We had another game that I would also kill to play today, we played this till we were really way too old for team games… Its hide and seek in teams with a huge boundry. Like a kilometer in every direction from the home base :slight_smile: In the mountains! Wheee we played this one in the scouts a lot, it was called a “Wide Game”. Game was over half hour after nightfall if there were still people who hadn’t been found… Worst injury I saw in about 10 years of playing that game was a guy who jumped in shorts and t-shirt over a wall and into a huge nettle-patch in an attempt to escape a pursuer, he looked like a failed experiment :smiley: , but it would hardly count as a serious injury?

Iteki – just babbeling, dont mind me…

Was reading this in shock until I realised that there was actually a game that was banned in my school when we were small :slight_smile:

All sorts of running and chasing games were allowed on our lovely hard-top playground at break, and since our school uniform skirts left our knees fairly vulnerable, all my old schoolfriends have scars on their knees. In general chasing games there was an average number of falls, cuts and broken bones. This was taken as “good clean fun” and nothing more thought of it…
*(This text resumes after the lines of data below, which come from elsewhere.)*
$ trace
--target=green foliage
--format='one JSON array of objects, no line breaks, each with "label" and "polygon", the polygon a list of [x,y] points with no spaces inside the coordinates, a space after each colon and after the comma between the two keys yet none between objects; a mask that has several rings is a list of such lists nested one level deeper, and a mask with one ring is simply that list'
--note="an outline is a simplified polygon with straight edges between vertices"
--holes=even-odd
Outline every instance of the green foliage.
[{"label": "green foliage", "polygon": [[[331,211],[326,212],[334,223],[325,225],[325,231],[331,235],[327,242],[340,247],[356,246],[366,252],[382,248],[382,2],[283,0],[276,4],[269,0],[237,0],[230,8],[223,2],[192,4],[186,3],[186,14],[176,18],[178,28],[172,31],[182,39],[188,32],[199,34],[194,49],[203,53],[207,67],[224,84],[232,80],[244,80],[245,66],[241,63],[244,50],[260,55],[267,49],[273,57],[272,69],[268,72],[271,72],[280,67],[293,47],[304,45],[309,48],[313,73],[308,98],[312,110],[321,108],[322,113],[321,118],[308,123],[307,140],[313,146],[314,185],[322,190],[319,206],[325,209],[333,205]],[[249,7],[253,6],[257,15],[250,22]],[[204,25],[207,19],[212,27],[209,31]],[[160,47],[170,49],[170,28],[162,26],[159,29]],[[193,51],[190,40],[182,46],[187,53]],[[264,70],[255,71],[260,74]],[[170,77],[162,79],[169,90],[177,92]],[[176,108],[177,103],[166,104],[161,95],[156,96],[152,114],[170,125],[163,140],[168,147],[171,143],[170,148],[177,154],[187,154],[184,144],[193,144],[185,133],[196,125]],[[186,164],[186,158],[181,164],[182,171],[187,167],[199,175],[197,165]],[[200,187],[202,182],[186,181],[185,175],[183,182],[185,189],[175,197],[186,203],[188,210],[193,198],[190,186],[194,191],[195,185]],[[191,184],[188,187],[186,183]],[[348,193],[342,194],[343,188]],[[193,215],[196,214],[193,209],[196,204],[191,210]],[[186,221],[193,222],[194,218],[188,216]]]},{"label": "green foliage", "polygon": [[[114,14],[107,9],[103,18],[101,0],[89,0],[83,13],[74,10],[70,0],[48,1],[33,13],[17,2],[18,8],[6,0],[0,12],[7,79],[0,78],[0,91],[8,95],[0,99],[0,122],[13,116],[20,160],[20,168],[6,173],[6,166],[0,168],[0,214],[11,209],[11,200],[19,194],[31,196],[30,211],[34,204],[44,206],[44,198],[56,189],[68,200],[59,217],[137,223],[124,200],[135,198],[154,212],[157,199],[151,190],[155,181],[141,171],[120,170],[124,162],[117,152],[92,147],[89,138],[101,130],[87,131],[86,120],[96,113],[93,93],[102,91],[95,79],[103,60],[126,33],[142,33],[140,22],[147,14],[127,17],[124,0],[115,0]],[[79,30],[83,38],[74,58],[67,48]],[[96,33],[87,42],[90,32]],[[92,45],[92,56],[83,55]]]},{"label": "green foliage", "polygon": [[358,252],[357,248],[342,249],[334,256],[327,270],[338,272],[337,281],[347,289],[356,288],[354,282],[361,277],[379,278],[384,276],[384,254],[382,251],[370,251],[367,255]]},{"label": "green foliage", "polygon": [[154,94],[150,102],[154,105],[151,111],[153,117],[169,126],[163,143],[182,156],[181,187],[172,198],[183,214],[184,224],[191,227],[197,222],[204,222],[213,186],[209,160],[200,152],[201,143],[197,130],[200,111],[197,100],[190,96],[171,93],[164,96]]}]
However, when we discovered the game “Red Rover” the shit hit the fan. The game consisted of two teams facing eachother and holding hands as tight as they could (this was when we were like 8, when we got older we learned to graps eachothers wrists for a more secure link). One person from the other team is “called over”, as in “Red Rover Red Rover, we call Iteki over”, and then Iteki has to run at top speed towards the other team, and attempt to break through the “wall” at whatever seems like the weakest link. If you can break through, you join their team, otherwise you get to go back :smiley: Most fun game in the world, my heart speeds up just thinking about it.

However, about one game in three resulted in a broken wrist or collarbone, or a severly sprained shoulder. That sort of injury rate was not considered “good clean fun”, but insanely dangerous game. You let you kids climb trees, but not electrical pylons, ya know?

We had another game that I would also kill to play today, we played this till we were really way too old for team games… Its hide and seek in teams with a huge boundry. Like a kilometer in every direction from the home base :slight_smile: In the mountains! Wheee we played this one in the scouts a lot, it was called a “Wide Game”. Game was over half hour after nightfall if there were still people who hadn’t been found… Worst injury I saw in about 10 years of playing that game was a guy who jumped in shorts and t-shirt over a wall and into a huge nettle-patch in an attempt to escape a pursuer, he looked like a failed experiment :smiley: , but it would hardly count as a serious injury?

Iteki – just babbeling, dont mind me…

I played that too! Except at the time I was so little I could never break through. I got injured just about every time it was my turn. Luckily I had a growth spurt during one summer, and the next year I was all set to knock peoples’ arms off, but we never played it for some reason.

I played that at boy scout camp. I wish I could relive all my times at camp… We also played ditch 'em with a huge boundary. One person is it and they have to tag people to get them on their team. Nothing is better than playing ditch 'em in the dark.

I have an interesting scout anecdote, but I am saving it till you all know me better and/or i am very drunk…

(sorry about the double post btw, didn’t want to waste a whole post apologising for it earlier.)

I have an interesting scout anecdote, but I am saving it till you all know me better and/or i am very drunk…

(sorry about the double post btw, didn’t want to waste a whole post apologising for it earlier.)

The irony…

Come to think of it, “Crack the Whip” was not allowed.

Um, wasn’t it the other way around-if you broke through, you could go back to your team, if you didn’t, you had to stay on the other one?

I think Red Rover was banned at my school after we got too rough.

I think it all depends on the kids. SOME kids can be trusted-some can’t.

Didn’t Wellington say that “the Battle of Waterloo was won on the playing fields of Eton”?